Avant cette période (à savoir dès l’annonce de la grossesse), la salariée enceinte bénéficie aussi d’une protection relative, mais pas absolue. Si le licenciement est théoriquement possible, il est fortement encadré par la loi.
Après le congé maternité
Réaffecter la salariée à son poste
Si des changements de mission ou de poste ont été établis pendant la grossesse de la salariée, ils doivent prendre fin à son retour. La collaboratrice doit reprendre son poste tel qu’il l’était avant son départ en congé maternité. À ce titre, la rémunération doit être, au minimum, équivalente.
Un entretien professionnel obligatoire
En tant qu’employeur, vous êtes tenu par le Code du Travail de préparer un entretien professionnel et de le proposer à votre collaboratrice à son retour de congé maternité. Celui-ci doit être consacré aux perspectives d’évolution professionnelle de la salariée, notamment en termes de qualifications et d’emploi. Ce point doit aboutir sur la rédaction d’un document, à remettre à la salariée.
Les droits de la salariée à son retour
À son retour de congé maternité, la collaboratrice bénéficie de plusieurs droits :
- Accorder un congé parental en cas de besoin : À l’issue du congé maternité, la mère peut décider de prolonger son absence en sollicitant un congé parental.

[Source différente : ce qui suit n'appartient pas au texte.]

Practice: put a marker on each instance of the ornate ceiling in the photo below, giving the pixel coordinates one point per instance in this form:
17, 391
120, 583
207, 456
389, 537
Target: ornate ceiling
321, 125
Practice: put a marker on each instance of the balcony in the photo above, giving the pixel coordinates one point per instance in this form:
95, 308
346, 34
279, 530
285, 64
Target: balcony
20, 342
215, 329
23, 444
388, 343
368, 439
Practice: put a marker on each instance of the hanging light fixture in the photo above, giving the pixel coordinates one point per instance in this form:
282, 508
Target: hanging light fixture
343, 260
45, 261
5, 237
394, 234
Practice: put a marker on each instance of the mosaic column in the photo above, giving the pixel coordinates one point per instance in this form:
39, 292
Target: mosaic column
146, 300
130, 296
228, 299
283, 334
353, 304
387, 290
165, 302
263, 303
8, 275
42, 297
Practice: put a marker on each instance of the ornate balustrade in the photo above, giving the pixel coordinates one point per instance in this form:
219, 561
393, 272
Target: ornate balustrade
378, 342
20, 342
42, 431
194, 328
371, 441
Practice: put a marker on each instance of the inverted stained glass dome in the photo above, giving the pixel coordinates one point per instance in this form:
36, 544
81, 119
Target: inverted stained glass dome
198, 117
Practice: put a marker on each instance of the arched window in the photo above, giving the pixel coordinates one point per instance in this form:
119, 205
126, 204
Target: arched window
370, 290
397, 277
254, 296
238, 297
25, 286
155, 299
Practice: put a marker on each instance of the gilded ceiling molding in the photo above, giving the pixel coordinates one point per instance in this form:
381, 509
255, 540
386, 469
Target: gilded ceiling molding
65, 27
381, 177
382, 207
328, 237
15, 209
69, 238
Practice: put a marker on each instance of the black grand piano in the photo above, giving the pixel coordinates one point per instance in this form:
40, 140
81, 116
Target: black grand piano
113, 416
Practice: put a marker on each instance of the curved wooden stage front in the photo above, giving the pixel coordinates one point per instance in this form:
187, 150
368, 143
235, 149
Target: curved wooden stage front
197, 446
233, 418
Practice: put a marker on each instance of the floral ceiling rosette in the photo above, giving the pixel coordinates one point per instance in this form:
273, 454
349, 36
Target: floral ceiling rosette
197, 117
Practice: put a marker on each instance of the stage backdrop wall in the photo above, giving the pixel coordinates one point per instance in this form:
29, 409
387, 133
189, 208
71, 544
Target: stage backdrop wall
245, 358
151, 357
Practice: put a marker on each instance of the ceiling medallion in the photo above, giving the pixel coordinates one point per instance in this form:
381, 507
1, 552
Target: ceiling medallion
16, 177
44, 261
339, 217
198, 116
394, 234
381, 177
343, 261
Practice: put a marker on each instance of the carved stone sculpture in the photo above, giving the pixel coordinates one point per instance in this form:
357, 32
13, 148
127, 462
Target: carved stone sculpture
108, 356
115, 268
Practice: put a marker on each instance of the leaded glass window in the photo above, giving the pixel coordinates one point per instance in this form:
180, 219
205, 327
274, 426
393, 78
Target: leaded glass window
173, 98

Ce congé lui permet de cesser temporairement son activité professionnelle pour s’occuper de son enfant, tout en conservant son lien contractuel avec l’entreprise.
- Examen médical de reprise d’activité : Au plus tard dans les 8 jours qui suivent sa reprise, la salariée doit être soumise à un examen de reprise réalisé par la médecine du travail.
- Rupture du contrat sans préavis : Si la collaboratrice le souhaite (et dans un délai de deux mois après la naissance du bébé), elle peut rompre son CDI sans délai de préavis pour élever son enfant.
- Aménagement pour l’allaitement : Pendant une durée maximale d’un an à compter de la naissance de l’enfant, la salariée a le droit de bénéficier d’une heure par jour de travail pour allaiter son bébé. Cette heure peut être utilisée en deux périodes de 30 minutes. Si l’entreprise met à disposition un local dédié à l’allaitement, ce temps peut être pris sur le lieu de travail. À défaut, la salariée peut quitter l’entreprise pendant ce temps, sans que celui-ci soit rémunéré, sauf dispositions conventionnelles plus favorables.
- Droit aux congés payés non pris : Les congés payés acquis avant ou pendant le congé maternité ne sont pas perdus. La salariée peut en demander le report à son retour, sans que cela n’affecte ses droits. De plus, la période de congé maternité est assimilée à une période de travail effectif pour le calcul des congés payés.
- Maintien des avantages liés à l’ancienneté : À son retour, la collaboratrice doit retrouver l’intégralité des avantages qu’elle avait acquis avant son départ, y compris ceux liés à l’ancienneté (primes, progression salariale, évolution de poste…).